The Federal Reserve Bank of Atlanta has recently expanded the Community Affairs function to include a new team devoted to research that focuses on significant community and economic development issues in the region.

Headed by AVP Todd Greene, the team will identify key community concerns and plan comprehensive research projects with the goal of improving the policy environment.

Grounded in the experiences of community development professionals throughout the southeast, the new research function is designed to inform policy and practice decisions to create more sustainable communities. Some potential areas of research include post-foreclosure consumer and neighborhood impacts, housing and the aging population, and green development and lending.
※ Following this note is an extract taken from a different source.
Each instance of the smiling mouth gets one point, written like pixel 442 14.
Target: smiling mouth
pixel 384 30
Community Affairs Research Team Members
Pictured from left to right: (top) Dan Immergluck, Jessica LeVeen Farr, Todd Greene, (bottom) Jared Yarsevich, Karen Leone de Nie

The research agenda will evolve to be responsive to the needs of local markets throughout the Federal Reserve's Sixth District, and the results will be widely shared through conferences, publications, articles and technical assistance.

Meet the Team
Todd Greene, assistant vice president for community and economic development research and policy, has held leadership roles with Southwestern Bell, the Metropolitan Atlanta Rapid Transit Authority and in management consulting before coming to the Atlanta Fed. Most recently, Greene served as director for Community, Policy and Research Services at Georgia Tech's Enterprise Innovation Institute with oversight of research and implementation efforts in applied economic development.
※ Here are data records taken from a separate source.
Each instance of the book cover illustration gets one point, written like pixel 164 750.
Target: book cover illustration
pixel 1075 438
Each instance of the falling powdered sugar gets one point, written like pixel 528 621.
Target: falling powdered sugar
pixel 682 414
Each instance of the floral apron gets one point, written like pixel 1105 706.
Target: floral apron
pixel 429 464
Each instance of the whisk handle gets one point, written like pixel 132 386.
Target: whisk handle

In addition to his Fed role, Todd is currently president of the Georgia Economic Developers Association. On the national level, Greene is a committee chair for the International Economic Development Council. In 2002, he obtained the Certified Economic Developer designation (CEcD).
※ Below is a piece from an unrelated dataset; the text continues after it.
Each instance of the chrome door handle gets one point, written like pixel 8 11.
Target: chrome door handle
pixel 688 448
Greene earned a bachelor's degree in English and American literature and language from Harvard University and master's degrees in human resources management from Washington University and in public administration from Georgia State University.

Dan Immergluck is a visiting scholar and a professor in Georgia Tech's City and Regional Planning Program. Immergluck has authored dozens of studies on community development, economic development, community reinvestment, fair housing and related topics. His most recent book is Credit to the Community: Community Reinvestment and Fair Lending Policy in the U.S. (M.E. Sharpe, 2004).

Before moving to Atlanta, Immergluck taught at Grand Valley State University in Grand Rapids, Michigan. Prior to teaching at Grand Valley State, he was Senior Vice President of the Woodstock Institute in Chicago, a policy research organization that works on community and economic development issues.

Immergluck has a master's degree in public policy from the University of Michigan and a Ph.D. in urban planning and policy from the University of Illinois at Chicago.

Karen Leone de Nie is research manager for community and economic development research and policy. Before coming to the Atlanta Fed, she was a researcher at Georgia Tech's Center for Quality Growth and Regional Development, where she managed studies and built partnerships related to housing, health and built environment, transportation, and land use. She has also worked in environmental resources management at the North Central Texas Council of Governments (Dallas/Fort Worth).

Leone de Nie earned a bachelor's degree in English from University of Wisconsin at Madison and a master's degree in city and regional planning from the Georgia Institute of Technology. In 2007 she obtained certification from the American Institute of Certified Planners.

Jessica LeVeen Farr is the senior regional community development manager working in the Fed's Nashville Branch. Prior to joining the section, Farr was an assistant vice president with Bank of America Community Development Corporation in Nashville, where she managed the single-family development program. Before that, she worked for a consulting firm in Berkeley, California, specializing in land use planning and real estate economics.

Farr earned a bachelor's degree from the University of California at San Diego in urban studies and planning and a master's degree in regional planning from University of North Carolina at Chapel Hill. While building her specialty experience with the Federal Reserve, Farr gained her credential as a commissioned examiner.

Jared Yarsevich is an intern with community and economic development research and policy. He is currently pursuing a master's degree in city and regional planning at Georgia Tech with a focus on housing policy. Yarsevich has worked as an economist researching tobacco control policy and anti-tobacco marketing campaigns with RTI International, and has lectured in philosophy at Georgia State University and Clayton State University.

Yarsevich earned a bachelor's degree in economics from North Carolina State University and a master's degree in philosophy from the London School of Economics.